The rebranding of MySQL as blockchain was a brilliant move for sales. Bit torrent is decentralized and it doesn't use "blockchain". "Blockchain" only works for money and nothing else
I mean, if you look at transaction cost, settle time, user friendliness, and currency risk, it doesn't even work as a medium of exchange, which is the definition of money.
More than a decade on, approximately nobody uses Bitcoin for normal transactions. Compare with Venmo or MPesa, both of which launched around the same time, to se what actual digital money looks like. Both of those do way more transactions than Bitcoin and are much more widely adopted.
For sure. And I think that speculation (with attendant market manipulation) are the main observed purpose of it these days. The total drugs market is large, but I'd be surprised to learn that even 1% passes through all the cryptocurrencies put together. Especially Bitcoin given how traceable it is.
Got it. I mean, I know people who ride unicycles. But for this I'm not interesting so much in "is it possible" as "is it effective and widely adopted".
Agree, anecdotes aren't data. But seeing non-tech-savvy people doing it definitely makes me think it's somewhat common. I posted half with the expectation that someone would chime in with some personal experience on the topic; HN has a pretty diverse group here.
I found a number of guides on the pros and cons of various international money transfers options, and BTC is often included as an option. I also found some recent (and old!) articles about its use as a remittance system in poorer areas of the world[1].
> Other emerging market central banks in Latin America, India, and Southeast Asia, where remittances make up a significant share of the economy, are in a similar bind. Bitcoin transfers surged in emerging markets last year, as the pandemic accelerated the rise of cheaper, more efficient digital remittance services.
Why does the bitcoin blockchain need to be used for normal transactions? Do you not think a neutral payment rail/unit of account between nation state level actor’s could be valuable?
_Anything_ that one could get central banks or nation states to agree to use would be valuable. The LOE the technical system (SWIFT, Bitcoin, whatever) is absolutely infinitesimal compared to negotiating a change of that magnitude.
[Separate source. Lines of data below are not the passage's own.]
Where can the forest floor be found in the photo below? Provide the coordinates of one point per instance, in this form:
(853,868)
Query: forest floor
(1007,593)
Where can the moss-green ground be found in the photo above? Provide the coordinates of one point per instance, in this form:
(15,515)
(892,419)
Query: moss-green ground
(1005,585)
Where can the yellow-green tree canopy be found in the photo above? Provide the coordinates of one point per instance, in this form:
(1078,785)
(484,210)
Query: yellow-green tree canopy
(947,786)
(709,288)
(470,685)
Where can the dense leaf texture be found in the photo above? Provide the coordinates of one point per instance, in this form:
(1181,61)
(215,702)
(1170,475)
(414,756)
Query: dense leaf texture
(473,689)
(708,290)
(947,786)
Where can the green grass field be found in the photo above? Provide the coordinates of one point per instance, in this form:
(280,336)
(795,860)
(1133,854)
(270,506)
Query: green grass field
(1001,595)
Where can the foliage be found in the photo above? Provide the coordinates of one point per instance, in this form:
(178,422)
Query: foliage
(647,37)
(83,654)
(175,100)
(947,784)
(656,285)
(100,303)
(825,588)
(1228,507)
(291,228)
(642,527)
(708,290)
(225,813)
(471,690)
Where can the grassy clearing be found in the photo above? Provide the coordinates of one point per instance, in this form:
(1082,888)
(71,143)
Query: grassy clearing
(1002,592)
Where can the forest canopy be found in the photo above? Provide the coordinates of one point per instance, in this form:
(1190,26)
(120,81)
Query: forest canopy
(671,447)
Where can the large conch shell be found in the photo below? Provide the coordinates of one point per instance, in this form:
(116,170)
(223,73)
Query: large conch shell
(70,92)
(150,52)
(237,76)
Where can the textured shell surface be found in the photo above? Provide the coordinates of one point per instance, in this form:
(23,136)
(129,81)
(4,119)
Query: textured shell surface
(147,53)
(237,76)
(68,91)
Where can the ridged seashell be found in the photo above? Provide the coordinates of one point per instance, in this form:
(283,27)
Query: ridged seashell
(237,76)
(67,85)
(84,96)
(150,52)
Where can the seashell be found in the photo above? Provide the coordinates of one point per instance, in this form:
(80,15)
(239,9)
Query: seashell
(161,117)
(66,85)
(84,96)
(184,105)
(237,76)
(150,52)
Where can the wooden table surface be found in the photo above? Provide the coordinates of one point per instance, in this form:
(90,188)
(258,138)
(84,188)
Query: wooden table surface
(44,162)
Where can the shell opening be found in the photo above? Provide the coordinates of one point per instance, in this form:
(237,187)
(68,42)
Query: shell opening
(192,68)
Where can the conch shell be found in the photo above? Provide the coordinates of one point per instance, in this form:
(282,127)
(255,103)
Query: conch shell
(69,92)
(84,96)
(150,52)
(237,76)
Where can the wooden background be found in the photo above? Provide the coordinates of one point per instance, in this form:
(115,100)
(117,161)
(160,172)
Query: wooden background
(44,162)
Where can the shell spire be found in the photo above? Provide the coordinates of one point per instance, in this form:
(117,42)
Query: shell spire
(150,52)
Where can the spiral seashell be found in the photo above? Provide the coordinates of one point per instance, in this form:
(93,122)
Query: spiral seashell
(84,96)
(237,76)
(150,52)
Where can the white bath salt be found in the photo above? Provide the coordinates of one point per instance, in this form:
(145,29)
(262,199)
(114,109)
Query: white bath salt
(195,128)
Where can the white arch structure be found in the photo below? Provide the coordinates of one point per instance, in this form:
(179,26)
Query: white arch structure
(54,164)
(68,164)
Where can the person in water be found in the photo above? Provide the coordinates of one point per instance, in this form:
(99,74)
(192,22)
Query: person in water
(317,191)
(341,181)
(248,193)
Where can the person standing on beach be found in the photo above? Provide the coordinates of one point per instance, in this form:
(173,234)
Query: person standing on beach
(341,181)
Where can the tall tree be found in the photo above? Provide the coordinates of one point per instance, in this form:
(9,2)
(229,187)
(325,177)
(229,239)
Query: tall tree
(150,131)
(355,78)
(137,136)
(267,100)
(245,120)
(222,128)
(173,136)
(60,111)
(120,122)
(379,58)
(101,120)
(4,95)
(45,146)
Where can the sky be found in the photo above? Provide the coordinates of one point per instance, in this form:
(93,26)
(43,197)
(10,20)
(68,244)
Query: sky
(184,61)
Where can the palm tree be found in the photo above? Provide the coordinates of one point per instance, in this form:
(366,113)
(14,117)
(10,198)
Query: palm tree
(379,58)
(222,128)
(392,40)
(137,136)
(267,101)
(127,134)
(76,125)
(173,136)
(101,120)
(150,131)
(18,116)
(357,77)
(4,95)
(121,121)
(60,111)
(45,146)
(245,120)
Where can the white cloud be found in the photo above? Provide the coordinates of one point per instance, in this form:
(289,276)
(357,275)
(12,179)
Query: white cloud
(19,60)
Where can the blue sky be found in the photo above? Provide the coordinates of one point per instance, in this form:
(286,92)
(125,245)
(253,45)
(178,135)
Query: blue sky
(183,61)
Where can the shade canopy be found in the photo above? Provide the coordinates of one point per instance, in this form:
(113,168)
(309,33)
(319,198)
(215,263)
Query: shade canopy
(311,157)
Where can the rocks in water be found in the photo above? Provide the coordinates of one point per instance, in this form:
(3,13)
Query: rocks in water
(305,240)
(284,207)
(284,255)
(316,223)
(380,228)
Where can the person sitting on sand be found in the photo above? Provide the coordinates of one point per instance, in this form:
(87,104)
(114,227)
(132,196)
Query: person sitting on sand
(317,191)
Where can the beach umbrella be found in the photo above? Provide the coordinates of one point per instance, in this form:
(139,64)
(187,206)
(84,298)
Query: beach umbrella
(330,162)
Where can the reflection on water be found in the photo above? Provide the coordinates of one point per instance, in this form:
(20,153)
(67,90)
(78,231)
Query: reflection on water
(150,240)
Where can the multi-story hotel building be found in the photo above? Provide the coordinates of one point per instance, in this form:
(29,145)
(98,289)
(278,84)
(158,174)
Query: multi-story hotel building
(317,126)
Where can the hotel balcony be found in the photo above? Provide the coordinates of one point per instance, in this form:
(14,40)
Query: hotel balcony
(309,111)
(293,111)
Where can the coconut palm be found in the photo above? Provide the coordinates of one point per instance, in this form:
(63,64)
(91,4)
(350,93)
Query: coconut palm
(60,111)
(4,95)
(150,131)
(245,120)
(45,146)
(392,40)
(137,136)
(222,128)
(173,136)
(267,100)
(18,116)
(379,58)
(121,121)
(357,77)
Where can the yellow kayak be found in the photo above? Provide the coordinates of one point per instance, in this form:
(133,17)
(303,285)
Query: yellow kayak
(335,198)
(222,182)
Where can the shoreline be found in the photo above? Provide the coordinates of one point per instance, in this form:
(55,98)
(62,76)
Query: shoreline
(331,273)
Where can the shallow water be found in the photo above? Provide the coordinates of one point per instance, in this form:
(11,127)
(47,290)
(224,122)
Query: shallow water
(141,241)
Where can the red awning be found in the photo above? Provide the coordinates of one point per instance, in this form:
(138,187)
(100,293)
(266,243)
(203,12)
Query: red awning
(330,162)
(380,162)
In my opinion there is nothing wrong with third parties offering services on top but you know, the whole cryptocurrency idea is that you don't need them.
The goal was "a purely peer-to-peer version of electronic cash". That is, money.
If you are proposing a new goal, a settlement system for couple hundred named organizations with strong relationships, then a) that's not money, and b) the Bitcoin system is socially and technically wrong for that. But if we keep the goalposts in their original location, Bitcoin is clearly a failure when you look at how the competition has done.
These nation state level actors would need to convert their Bitcoin into something that they can actually spend. Governments need to pay employees, contractors, and suppliers. These people want actual currency they can spend.
The main alternative would be to issue a Bitcoin backed currency. But then you're just re-creating the gold standard, and all of the problems that go along with that.